By on December 27, 2009

A helicopter dropped a $4 million ransom payment on Sunday on to the deck of a Chinese coal ship hijacked by Somali pirates in mid-October, a pirate source on board the vessel said.

The De Xin Hai and its 25 crew were carrying about 76,000 tonnes of coal from South Africa to the Indian port of Mundra when it was seized by gunmen in the Indian Ocean some 700 miles east of the Horn of Africa.

Sea gangs from Somalia have made tens of millions of dollars in ransoms by hijacking vessels using the shipping lanes there and in the strategic Gulf of Aden that links Europe to Asia.

Patrols in the area by warships from several nations only appear to have forced the pirates to hunt further from shore.

“A helicopter dropped the ransom money onto the ship. We have received $4 million,” Hassan, one of the pirates on the De Xin Hai, told Reuters by telephone to cheers in the background.

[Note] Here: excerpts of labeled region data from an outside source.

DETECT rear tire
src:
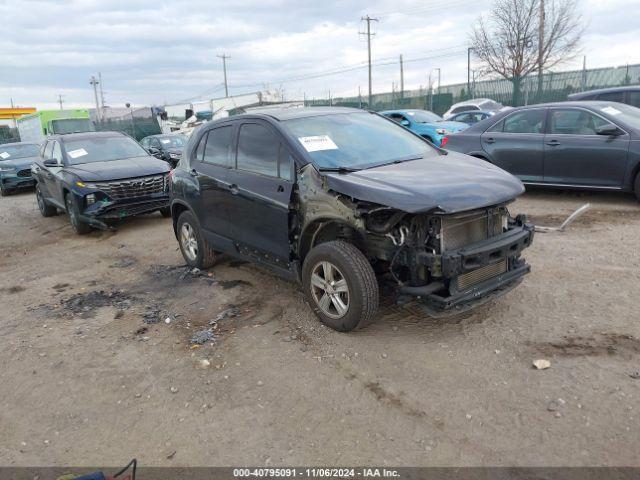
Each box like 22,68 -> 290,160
177,211 -> 216,268
302,240 -> 379,332
36,184 -> 58,217
64,193 -> 91,235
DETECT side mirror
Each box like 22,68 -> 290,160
596,123 -> 622,137
43,158 -> 60,167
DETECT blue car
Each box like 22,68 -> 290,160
379,110 -> 469,147
0,143 -> 40,197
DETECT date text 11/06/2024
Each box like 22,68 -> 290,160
233,467 -> 400,478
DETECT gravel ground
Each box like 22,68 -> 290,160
0,191 -> 640,466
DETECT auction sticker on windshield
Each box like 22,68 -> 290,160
298,135 -> 338,152
68,148 -> 89,158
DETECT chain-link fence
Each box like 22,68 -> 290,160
314,64 -> 640,114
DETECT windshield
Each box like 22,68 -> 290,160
407,110 -> 442,123
599,103 -> 640,130
51,118 -> 96,134
479,100 -> 502,110
158,135 -> 187,148
64,137 -> 149,165
282,112 -> 436,169
0,143 -> 40,162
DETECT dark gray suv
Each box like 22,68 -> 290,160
445,101 -> 640,199
170,108 -> 533,331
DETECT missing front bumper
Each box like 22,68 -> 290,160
423,262 -> 531,317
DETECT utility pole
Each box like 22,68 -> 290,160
400,54 -> 404,98
467,47 -> 473,98
98,72 -> 104,113
11,98 -> 18,128
89,75 -> 102,121
361,15 -> 378,110
538,0 -> 545,102
427,72 -> 433,111
216,53 -> 231,97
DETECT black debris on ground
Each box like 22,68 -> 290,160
109,258 -> 136,268
142,303 -> 162,324
209,305 -> 240,325
151,265 -> 216,285
189,329 -> 216,345
218,280 -> 253,290
60,290 -> 134,317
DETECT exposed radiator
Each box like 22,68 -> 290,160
440,211 -> 506,252
458,259 -> 507,290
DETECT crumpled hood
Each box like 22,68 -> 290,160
64,156 -> 170,182
0,157 -> 39,171
323,152 -> 524,213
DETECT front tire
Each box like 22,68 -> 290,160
177,211 -> 216,268
36,184 -> 58,217
302,240 -> 379,332
64,193 -> 91,235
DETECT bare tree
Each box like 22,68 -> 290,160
471,0 -> 584,105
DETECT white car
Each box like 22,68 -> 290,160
442,98 -> 504,120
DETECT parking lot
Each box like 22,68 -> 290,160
0,190 -> 640,466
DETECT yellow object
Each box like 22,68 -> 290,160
0,107 -> 36,120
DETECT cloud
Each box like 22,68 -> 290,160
0,0 -> 640,106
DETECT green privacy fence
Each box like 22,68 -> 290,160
0,125 -> 20,145
307,64 -> 640,114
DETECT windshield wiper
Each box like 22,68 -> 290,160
367,155 -> 424,169
318,167 -> 361,173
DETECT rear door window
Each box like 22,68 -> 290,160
598,92 -> 624,103
198,125 -> 233,168
502,109 -> 546,133
549,108 -> 609,135
629,90 -> 640,108
237,123 -> 280,177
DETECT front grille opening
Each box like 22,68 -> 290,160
457,258 -> 507,291
93,175 -> 166,200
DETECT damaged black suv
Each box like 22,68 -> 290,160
170,108 -> 533,331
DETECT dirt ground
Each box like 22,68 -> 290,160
0,187 -> 640,466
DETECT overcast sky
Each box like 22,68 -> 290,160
0,0 -> 640,108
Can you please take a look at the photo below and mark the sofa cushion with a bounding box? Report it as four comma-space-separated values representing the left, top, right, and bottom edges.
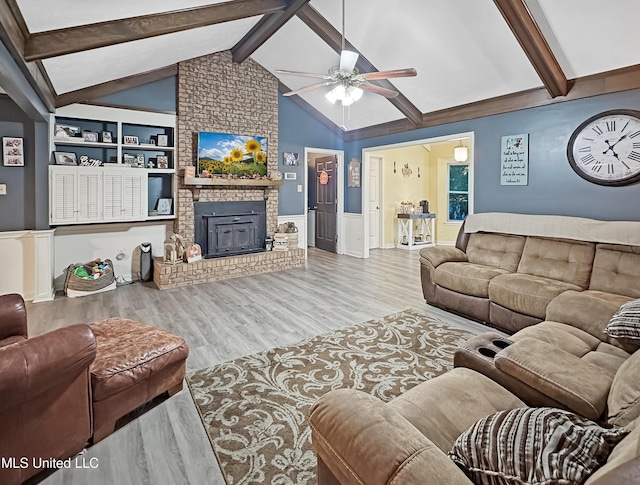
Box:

“We hope to disembark in a few hours. The crew is safe and — although they will not have their freedom for a few more days — they are all happy now.”

The October 19 hijacking of the De Xin Hai, which is owned by Qingdao Ocean Shipping, a unit of China Ocean Shipping or COSCO, was the first known seizure of a coal ship by Somali pirates.

Indian coal traders warned at the time that this might encourage the gangs to seize other coal ships, since these dry bulk vessels are smaller and have relatively small crews.

Experts say a higher risk of pirate attacks could disrupt an expected increase in the volume of South African coal heading to India after a boom in Indian demand over the last two years.

China sent three warships to Somali waters late last year with great fanfare after a ship carrying oil to China was attacked by pirates. But Chinese warships, like those from other countries, provide protection mainly in the narrow and dangerous Gulf of Aden, not in the much larger Indian Ocean.

In late October and again in November, the pirates on board the De Xin Hai threatened to execute its 25 mostly young sailors if the Chinese military tried to rescue them.